Причина столь невыгодной для телевидения ситуации заключается в априорном доверии аудитории к кинодокументам. Хотя используемая кино- и видеохроника ни хронологически, ни содержательно не соответствует тем событиям прошлого, которые должна иллюстрировать. В чем причина такого положения? Попробуем разобраться.
С точки зрения функционирования информационных потоков наш мир давно находится под влиянием того, что принято называть шоу-цивилизацией, — определенной системы воздействия на аудиторию, в которой доминирует визуальная составляющая. При этом ввиду многих влияющих на коммуникацию факторов чем шире распространяется шоу-цивилизация, тем чаще подвергается сомнению достоверность видеоряда как со стороны экспертного сообщества, так и с позиции аудитории. Среди факторов, имеющих отношение к историческим видеоиллюстрациям, выделим как минимум два.
Первый — самый очевидный — хронологическая отдаленность большинства событий, описываемых или исследуемых в исторической журналистике, от момента создания материала. Понятно, что в данном случае имеются в виду единицы телевизионного кон-тента — от репортажей до документальных сериалов. В меньшей степени анализируемая проблематика — соотношение визуального и текстово-смыслового начал — относится к печатным СМИ и интернет-среде, где используются так называемые креолизованные тексты.
Второй фактор, оказывающий существенное влияние на использование визуальных документальных материалов в структуре журналистских произведений на историческую тему, — минимальное дошедшее до нашего времени количество кинохроники, на которой зафиксированы те или иные события, периоды, эпохи, исторические персонажи.

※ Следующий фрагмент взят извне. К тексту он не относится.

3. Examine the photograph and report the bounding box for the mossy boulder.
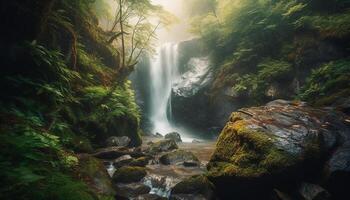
[159,149,199,166]
[129,156,150,167]
[164,132,182,142]
[113,166,147,183]
[171,175,214,200]
[77,154,116,197]
[146,140,179,154]
[207,100,350,198]
[116,183,151,199]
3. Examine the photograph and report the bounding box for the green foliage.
[294,11,350,38]
[190,0,350,104]
[84,82,140,121]
[233,59,293,99]
[0,109,93,200]
[0,0,140,200]
[299,59,350,104]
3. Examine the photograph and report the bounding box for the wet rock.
[164,132,182,142]
[207,100,350,199]
[299,183,331,200]
[78,154,115,196]
[106,136,131,147]
[155,132,163,138]
[170,194,209,200]
[115,183,151,198]
[183,160,200,167]
[170,175,214,200]
[129,156,151,167]
[159,149,199,165]
[91,147,145,160]
[272,189,293,200]
[113,166,147,183]
[146,140,179,154]
[113,155,133,168]
[135,194,168,200]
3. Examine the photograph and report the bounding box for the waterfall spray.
[150,43,179,134]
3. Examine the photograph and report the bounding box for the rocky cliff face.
[208,100,350,199]
[171,39,235,136]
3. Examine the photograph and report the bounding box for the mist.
[152,0,194,44]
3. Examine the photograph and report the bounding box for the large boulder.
[135,194,168,200]
[164,132,182,142]
[159,149,199,166]
[299,183,331,200]
[78,154,116,196]
[146,140,179,154]
[91,147,145,160]
[170,175,214,200]
[115,183,151,198]
[207,100,350,199]
[106,136,131,147]
[113,166,147,183]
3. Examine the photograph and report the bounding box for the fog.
[152,0,193,44]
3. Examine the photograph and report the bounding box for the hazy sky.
[152,0,192,44]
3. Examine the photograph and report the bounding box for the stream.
[107,137,215,198]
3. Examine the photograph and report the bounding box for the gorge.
[0,0,350,200]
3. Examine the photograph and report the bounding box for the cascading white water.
[150,43,179,134]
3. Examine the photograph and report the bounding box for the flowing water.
[149,43,193,142]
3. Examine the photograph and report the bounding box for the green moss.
[208,118,295,177]
[298,59,350,106]
[172,175,214,194]
[77,155,115,197]
[113,166,147,183]
[129,157,150,167]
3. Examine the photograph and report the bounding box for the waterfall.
[149,43,180,134]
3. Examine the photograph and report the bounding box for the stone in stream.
[115,183,151,198]
[207,100,350,199]
[77,154,116,196]
[113,155,150,168]
[91,147,145,160]
[170,175,214,200]
[164,132,182,142]
[146,140,179,154]
[299,183,331,200]
[112,166,147,183]
[154,132,163,138]
[106,136,131,147]
[135,194,168,200]
[113,155,133,168]
[192,139,201,143]
[159,149,200,166]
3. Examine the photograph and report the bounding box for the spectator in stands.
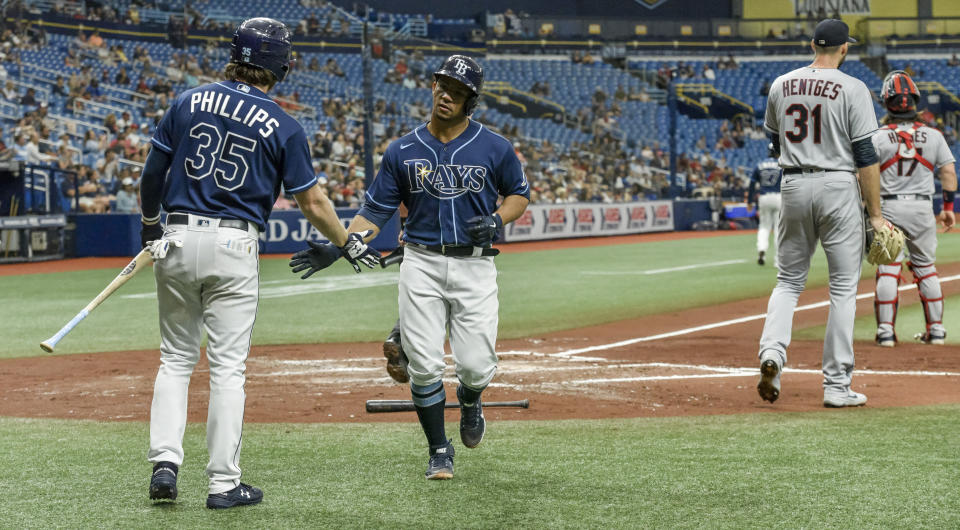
[323,57,346,77]
[701,63,717,81]
[20,88,37,107]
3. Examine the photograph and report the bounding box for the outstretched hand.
[340,230,380,273]
[290,241,342,280]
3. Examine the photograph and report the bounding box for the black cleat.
[426,440,454,480]
[207,482,263,510]
[457,386,487,449]
[757,359,780,403]
[150,462,180,501]
[383,320,410,383]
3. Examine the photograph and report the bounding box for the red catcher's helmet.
[880,70,920,118]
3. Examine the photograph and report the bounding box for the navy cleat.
[426,440,454,480]
[457,386,487,449]
[207,482,263,510]
[150,462,180,501]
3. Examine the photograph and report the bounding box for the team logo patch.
[634,0,669,9]
[403,158,487,199]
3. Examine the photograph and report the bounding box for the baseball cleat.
[823,389,867,408]
[383,322,410,383]
[426,440,454,480]
[457,386,487,449]
[757,359,780,403]
[874,331,897,348]
[150,462,179,501]
[207,482,263,510]
[913,331,947,346]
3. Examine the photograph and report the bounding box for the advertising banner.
[504,201,674,243]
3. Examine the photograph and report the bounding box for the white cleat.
[823,390,867,408]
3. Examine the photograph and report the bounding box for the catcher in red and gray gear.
[873,70,957,347]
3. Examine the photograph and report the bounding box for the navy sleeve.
[357,145,401,227]
[150,98,180,154]
[497,148,530,199]
[140,144,173,221]
[280,128,317,193]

Очевидно, что в рассказе о большинстве событий XIX века можно рассчитывать преимущественно на фотографии, так как кинематограф родился лишь в 1895 году[55]. Да и период, связанный с возможностями фотографии фиксировать мгновения истории, ограничен: технологический процесс фотофиксации реальности был открыт и опробован в 1839 году. Отталкиваясь от этой реперной точки, исследователи могут надеяться исключительно на живописное отражение исторических событий (например, восстания декабристов на Сенатской площади в Петербурге 14 декабря 1825 года). А журналисты, в свою очередь, пытались и пытаются реконструировать с помощью разных приемов то, что тогда происходило, как очевидцы могли описывать увиденное собственными глазами — в целом. Примеры экранных реконструкций телезрители могли наблюдать в 2012 году, когда самое могущественное медиа отмечало в российском эфире 200-летие Отечественной войны 1812 года. Традиция продолжилась — на «Первом канале» в декабре 2017 года показали специально созданный документальный фильм «Дело декабристов».
Развитие технических средств сбора, фиксации и распространения информации всех видов и типов, как и рождение новых технологий, привело к парадоксу, о котором в свое время высказался Ролан Барт. По его мнению, «здесь, несомненно, проявляется важнейший исторический парадокс: развитие техники, приводящее ко все более широкому распространению информации (в частности, изобразительной), создает все новые и новые средства, которые позволяют смыслам, созданным человеком, принимать личину смыслов, созданных самой природой»[56]. Проще говоря, чем совершеннее и изощреннее технические изобретения в информационной сфере, тем больше возможностей интерпретировать информацию об окружающей действительности. По сути, в ряде случаев кадры кинохроники, по большей части воспринимаемые зрителями как аутентичные и соответствующие реальности, на самом деле являются модификацией исторических визуальных фейков.
Хрестоматийный пример — известные документальные кадры штурма Красной армией восставшего Кронштадта в марте 1921 года. На них мы видим цепи красноармейцев, двигающихся по весеннему льду Финского залива. Как известно, эти кадры постановочные, то есть сняты специально. Принцип «жизни врасплох» в трагичной ситуации кронштадтского мятежа вряд ли мог быть использован, так как никто не был уверен, что большевики возьмут верх. Поэтому фильм снимали ПОСЛЕ того, когда стало известно о подавлении мятежа. Как писал поэт, «мятеж не может кончиться удачей, в противном случае его зовут иначе».